American cultural regions mapped through the lexical analysis of social media

Thomas Louf,Bruno Gonçalves,Jose J. Ramasco,David Sanchez,Jack Grieve
DOI: https://doi.org/10.1057/s41599-023-01611-3
2023-04-18
Abstract:Cultural areas represent a useful concept that cross-fertilizes diverse fields in social sciences. Knowledge of how humans organize and relate their ideas and behavior within a society helps to understand their actions and attitudes towards different issues. However, the selection of common traits that shape a cultural area is somewhat arbitrary. What is needed is a method that can leverage the massive amounts of data coming online, especially through social media, to identify cultural regions without ad-hoc assumptions, biases or prejudices. This work takes a crucial step in this direction by introducing a method to infer cultural regions based on the automatic analysis of large datasets from microblogging posts.
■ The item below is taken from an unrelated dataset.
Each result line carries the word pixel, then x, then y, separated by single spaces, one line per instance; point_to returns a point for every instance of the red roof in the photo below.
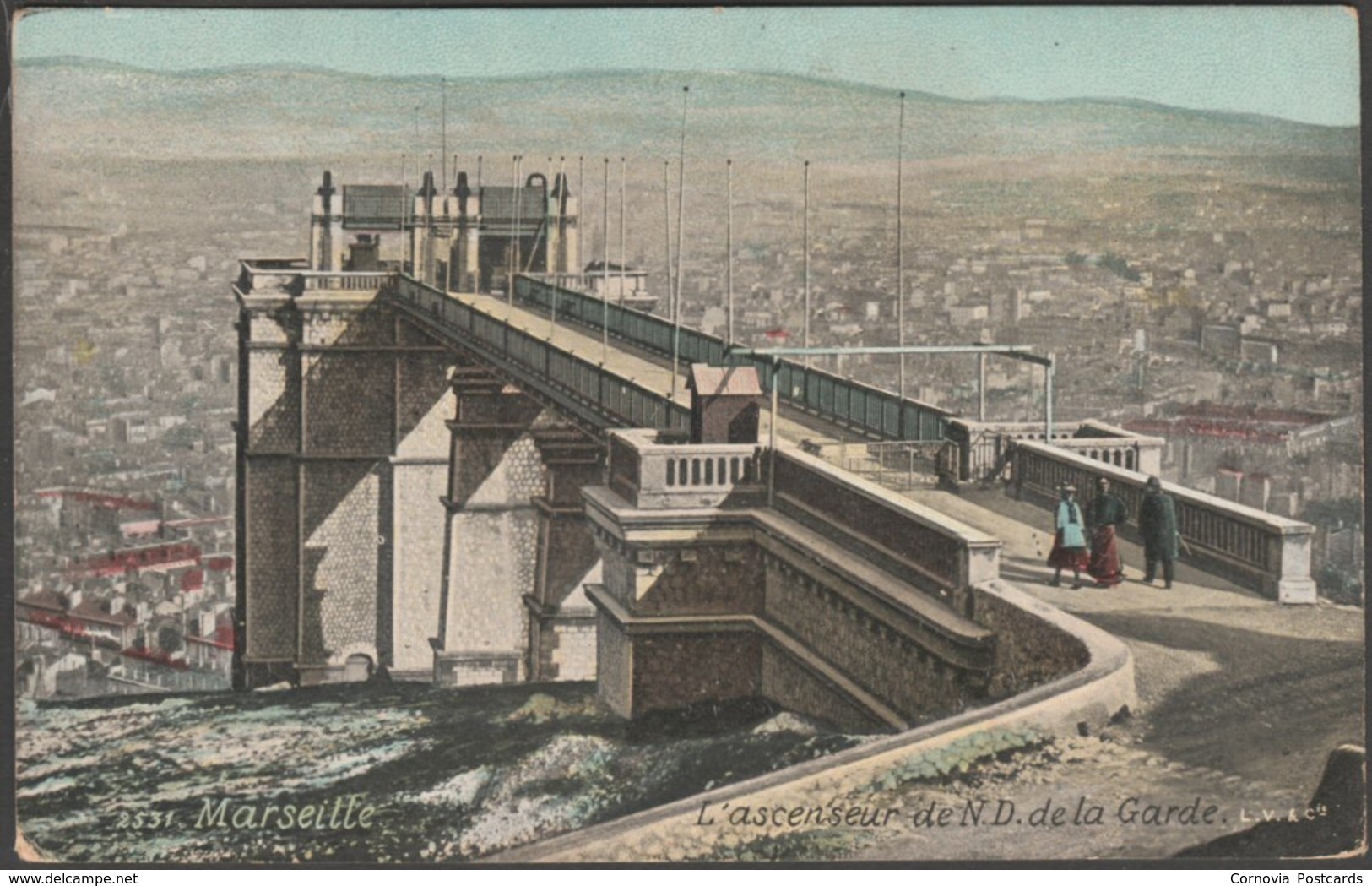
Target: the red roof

The approach presented here is based on the principle that cultural affiliation can be inferred from the topics that people discuss among themselves. Specifically, regional variations in written discourse are measured in American social media. From the frequency distributions of content words in geotagged Tweets, the regional hotspots of words' usage are found, and from there, principal components of regional variation are derived. Through a hierarchical clustering of the data in this lower-dimensional space, this method yields clear cultural areas and the topics of discussion that define them. It uncovers a manifest North-South separation, which is primarily influenced by the African American culture, and further contiguous (East-West) and non-contiguous divisions that provide a comprehensive picture of today's cultural areas in the US.
Computation and Language,Computers and Society,Social and Information Networks,Physics and Society
What problem does this paper attempt to address?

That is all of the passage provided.